# One has to wonder about photon interaction, and when to think of them

by Science>All
Tags: e=mc^2, einstien, light, mass, photons
 P: 906 One has to wonder about photon interaction, and when to think of them Photons have a mass identically equal to zero. The equation E mc^2 cannot be applied to massless particles such as photons. The short explanation is that photons have momentum, but no mass.

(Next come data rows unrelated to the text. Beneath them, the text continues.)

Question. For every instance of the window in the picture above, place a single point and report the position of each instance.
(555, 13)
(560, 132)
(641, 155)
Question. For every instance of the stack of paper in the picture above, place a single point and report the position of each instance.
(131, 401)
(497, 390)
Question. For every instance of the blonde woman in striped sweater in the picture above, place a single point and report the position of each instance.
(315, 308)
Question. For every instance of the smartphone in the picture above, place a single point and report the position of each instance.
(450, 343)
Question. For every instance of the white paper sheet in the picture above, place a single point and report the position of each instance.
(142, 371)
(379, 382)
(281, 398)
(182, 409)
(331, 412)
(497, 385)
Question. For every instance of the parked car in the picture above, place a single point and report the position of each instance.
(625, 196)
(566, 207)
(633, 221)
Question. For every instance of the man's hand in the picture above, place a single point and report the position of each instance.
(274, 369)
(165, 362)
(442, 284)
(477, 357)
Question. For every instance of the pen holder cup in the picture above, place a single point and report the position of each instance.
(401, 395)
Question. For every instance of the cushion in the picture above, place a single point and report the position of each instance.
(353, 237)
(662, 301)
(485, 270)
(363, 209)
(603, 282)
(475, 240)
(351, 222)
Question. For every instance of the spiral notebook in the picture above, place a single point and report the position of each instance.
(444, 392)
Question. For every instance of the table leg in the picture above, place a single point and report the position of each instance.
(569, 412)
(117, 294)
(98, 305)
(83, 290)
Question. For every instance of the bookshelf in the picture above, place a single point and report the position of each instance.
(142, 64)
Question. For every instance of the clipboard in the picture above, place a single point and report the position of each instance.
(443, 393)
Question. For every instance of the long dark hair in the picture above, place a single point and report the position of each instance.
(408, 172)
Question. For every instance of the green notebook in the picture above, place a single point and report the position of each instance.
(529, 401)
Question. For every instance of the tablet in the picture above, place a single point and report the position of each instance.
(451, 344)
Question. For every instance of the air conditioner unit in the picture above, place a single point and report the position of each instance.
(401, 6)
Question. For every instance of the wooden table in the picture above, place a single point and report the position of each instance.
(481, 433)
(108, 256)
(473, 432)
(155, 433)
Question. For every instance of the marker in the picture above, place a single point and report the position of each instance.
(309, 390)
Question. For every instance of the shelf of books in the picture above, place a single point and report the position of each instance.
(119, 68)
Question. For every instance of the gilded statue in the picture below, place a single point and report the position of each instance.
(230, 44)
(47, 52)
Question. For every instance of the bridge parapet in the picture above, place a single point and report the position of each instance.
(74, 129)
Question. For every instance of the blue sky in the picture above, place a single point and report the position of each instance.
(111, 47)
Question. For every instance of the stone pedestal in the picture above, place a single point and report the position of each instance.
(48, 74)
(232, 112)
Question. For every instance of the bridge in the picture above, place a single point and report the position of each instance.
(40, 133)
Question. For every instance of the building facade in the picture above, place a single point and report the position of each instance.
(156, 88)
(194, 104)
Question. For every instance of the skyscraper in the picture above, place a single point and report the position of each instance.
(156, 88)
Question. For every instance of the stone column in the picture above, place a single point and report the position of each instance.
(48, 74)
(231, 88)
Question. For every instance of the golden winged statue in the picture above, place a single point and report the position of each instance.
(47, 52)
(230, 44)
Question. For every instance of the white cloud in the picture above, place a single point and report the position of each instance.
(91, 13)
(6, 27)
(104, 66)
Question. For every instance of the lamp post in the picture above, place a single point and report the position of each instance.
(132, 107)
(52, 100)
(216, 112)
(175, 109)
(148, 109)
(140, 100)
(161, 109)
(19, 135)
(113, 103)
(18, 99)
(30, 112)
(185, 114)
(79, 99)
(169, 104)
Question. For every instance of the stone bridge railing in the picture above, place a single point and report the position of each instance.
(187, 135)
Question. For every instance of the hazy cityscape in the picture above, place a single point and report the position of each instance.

The longer explanation has to come with the derivation of E = mc^2. As Cragar said, the actual equation for a massive particle is, $$E =\sqrt{p^2c^2 + m^2c^4}$$ This can be rewritten as, $$E = mc^2\sqrt{1+\dfrac{p^2}{m^2c^2}}$$ We can Taylor expand this in terms of p^2/m^2c^2, $$E = mc^2(1+ \dfrac{1}{2}\dfrac{p^2}{m^2c^2}-\dfrac{1}{8}(\dfrac{p^2}{m^2c^2})^2+...)$$ When we assume a small momentum (in nonrelativistic cases the momentum is always much smaller than the mass times c), we can just take the first two terms, $$E = mc^2+ \dfrac{p^2}{2m}$$ One can recognize the second term as the formula for kinetic energy. However, in the nonrelativistic limit we recover the peculiar mc^2 term, which seems to be momentum-independent. This is why we say tha E = mc^2. Note also that in the derivation, we must assume that p << m, and this certainly isn't true for a massless particle. E = mc^2 only works when you understand that a particle can have momentum but no mass. Hope this helps!